"Good Night, And Good Luck": PE Interviews George Clooney And Grant Heslov
"Well, today Les and I had a long talk about it. He said, 'I'm getting killed out there!' because he made some 'naked news' jokes, or something," said Clooney, referring to the stir following Moonves' comments in a recent New York Times Magazine profile, in which he described how the new broadcast might look:
" 'On the one hand, we could have a newscast like 'The Big Breakfast' in England, where women give the news in lingerie. Or there's 'Naked News,' which is on cable in England. I saw a clip of it. It's a woman giving the news as she's getting undressed. And then, on the other hand, you could have two boring people behind a desk. Our newscast has to be somewhere in between.'"
"[Moonves] has an interesting take on" the predicament, says Clooney, "which is, it will go away if I don't make it somehow more palatable. And that's a dangerous place to go. Les is a dear friend, and I hope that making it more palatable doesn't mean making it more entertaining and less informative. I don't think so. He's a smart guy, and he's a pretty honorable guy, so I don't think he will. But those are always questions, and it's good that he sort of gets his feet held to the fire."
"He's in a tough spot," said Heslov. Clooney agreed, "because the news audience is diminishing, so what are you going to do?" At the same time, Clooney indicated that networks have an obligation to the public to provide news related to public policy. "There is also the FCC idea that you also owe information to the American people if you're going to use the public airwaves," he said.
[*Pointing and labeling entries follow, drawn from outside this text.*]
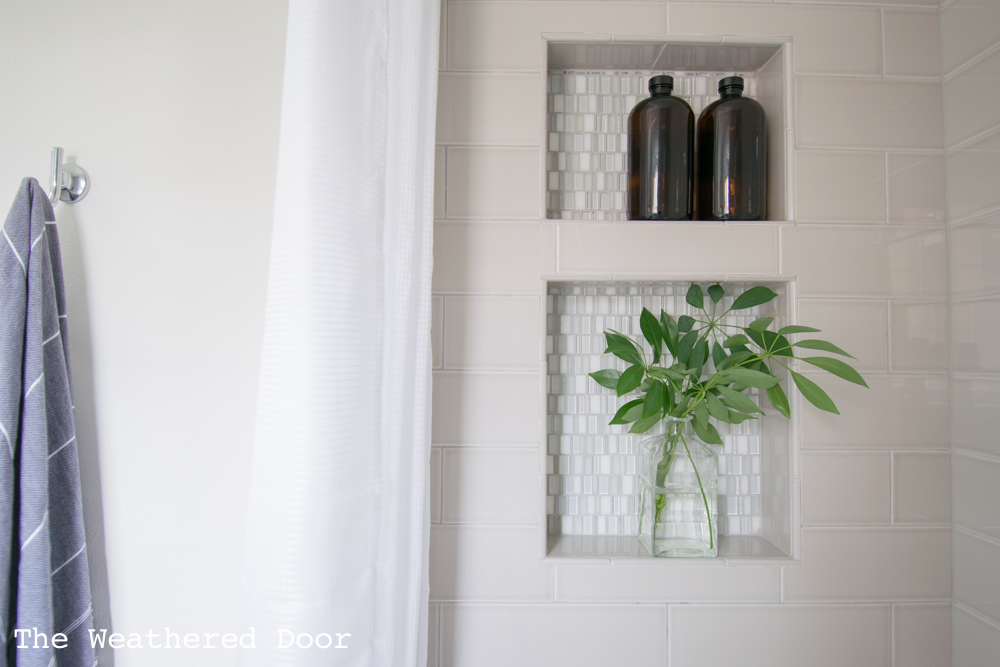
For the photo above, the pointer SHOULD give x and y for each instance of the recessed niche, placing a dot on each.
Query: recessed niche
(592, 86)
(591, 481)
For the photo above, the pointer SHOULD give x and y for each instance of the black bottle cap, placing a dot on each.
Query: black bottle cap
(731, 84)
(662, 83)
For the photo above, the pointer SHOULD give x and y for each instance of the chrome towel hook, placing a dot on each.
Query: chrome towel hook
(68, 182)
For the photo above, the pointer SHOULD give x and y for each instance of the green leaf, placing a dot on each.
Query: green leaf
(795, 328)
(815, 344)
(708, 433)
(695, 296)
(630, 379)
(651, 330)
(628, 412)
(814, 394)
(753, 297)
(686, 345)
(668, 329)
(606, 378)
(778, 399)
(733, 341)
(644, 425)
(718, 354)
(654, 400)
(738, 400)
(698, 358)
(734, 359)
(838, 368)
(623, 348)
(772, 342)
(716, 408)
(749, 377)
(700, 414)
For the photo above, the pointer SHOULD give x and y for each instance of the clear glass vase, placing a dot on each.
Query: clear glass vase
(678, 480)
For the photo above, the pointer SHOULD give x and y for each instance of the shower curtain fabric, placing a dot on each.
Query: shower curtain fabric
(338, 518)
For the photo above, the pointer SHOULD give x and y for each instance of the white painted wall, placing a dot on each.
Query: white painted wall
(173, 109)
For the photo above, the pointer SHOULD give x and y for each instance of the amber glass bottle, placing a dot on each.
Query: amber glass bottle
(660, 155)
(731, 157)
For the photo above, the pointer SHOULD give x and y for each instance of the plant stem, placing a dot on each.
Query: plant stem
(704, 498)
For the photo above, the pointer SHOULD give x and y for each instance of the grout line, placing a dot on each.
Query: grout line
(888, 336)
(977, 615)
(881, 18)
(971, 62)
(974, 139)
(888, 217)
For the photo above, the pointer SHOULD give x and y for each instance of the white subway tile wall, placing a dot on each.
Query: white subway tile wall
(970, 44)
(870, 265)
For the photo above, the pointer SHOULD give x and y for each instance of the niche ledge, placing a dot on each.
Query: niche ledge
(592, 82)
(590, 486)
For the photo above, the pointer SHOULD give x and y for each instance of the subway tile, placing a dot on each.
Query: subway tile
(494, 332)
(977, 575)
(968, 27)
(972, 100)
(976, 414)
(437, 331)
(490, 485)
(857, 327)
(481, 108)
(865, 260)
(433, 635)
(919, 340)
(507, 35)
(492, 257)
(898, 411)
(975, 641)
(974, 326)
(843, 488)
(868, 113)
(435, 479)
(835, 186)
(922, 635)
(971, 184)
(856, 564)
(916, 188)
(579, 635)
(976, 492)
(678, 249)
(486, 408)
(488, 563)
(828, 40)
(921, 487)
(493, 183)
(912, 43)
(648, 583)
(440, 172)
(975, 257)
(780, 635)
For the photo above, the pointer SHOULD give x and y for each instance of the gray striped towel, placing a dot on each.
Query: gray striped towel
(44, 582)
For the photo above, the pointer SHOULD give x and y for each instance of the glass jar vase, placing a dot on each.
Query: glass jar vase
(678, 481)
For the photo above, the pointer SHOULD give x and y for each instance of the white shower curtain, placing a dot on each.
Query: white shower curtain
(338, 521)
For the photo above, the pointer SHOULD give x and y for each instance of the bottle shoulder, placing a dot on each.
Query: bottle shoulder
(733, 105)
(658, 103)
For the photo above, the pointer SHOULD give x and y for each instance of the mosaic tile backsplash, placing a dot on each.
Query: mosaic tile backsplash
(588, 134)
(592, 480)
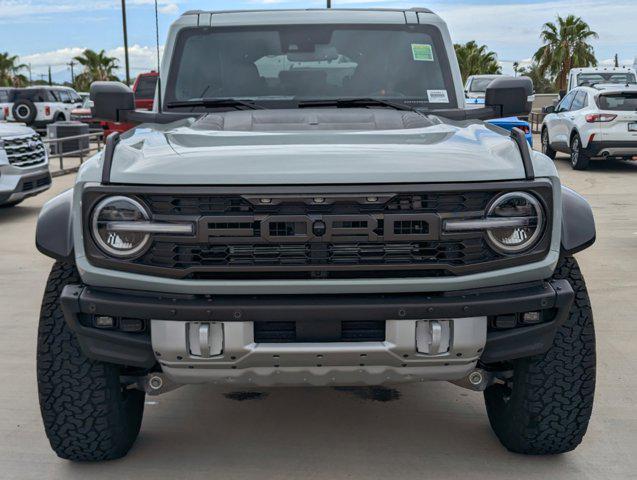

Clooney seems genuinely concerned about the abdication of that responsibility. He was shocked at how "Network," a dark satire, was received by some of the young people who screened it: "They didn't think it was a comedy," he told us. "Because all the things that Paddy Chayevsky wrote about came true. ... The idea of the anchorman being a bigger news story than the news story. The idea of a reality show following terrorist groups around is not far-fetched. Sybil the Soothsayer is not [far-fetched] -- the idea that you would dress up news to look like entertainment. Or dress up entertainment to look like news."
Clooney insists that "Good Night, and Good Luck" "isn't an indictment of how things are done" by the media today, but was instead "intended to reflect a great moment in journalism, and to remind people of how well it can be done." Heslov agreed, acknowledging that the fragmentation of the news is one of the primary differences between Murrow's time and the present. "There's actually a lot of great journalism going on. I think it's different now," he said, "Because no one has an audience like Ed Murrow had back then -- 40 million people -- nobody has it. So it's harder."
The film was not intended to change journalism, says Clooney, who suggests that too often some in today's media "take a pass" on asking tough questions. "I think we're evolving," he said. "We used to burn witches at the stake, and then we had the Senate investigating people, and now we just have pundits being sort of unkind."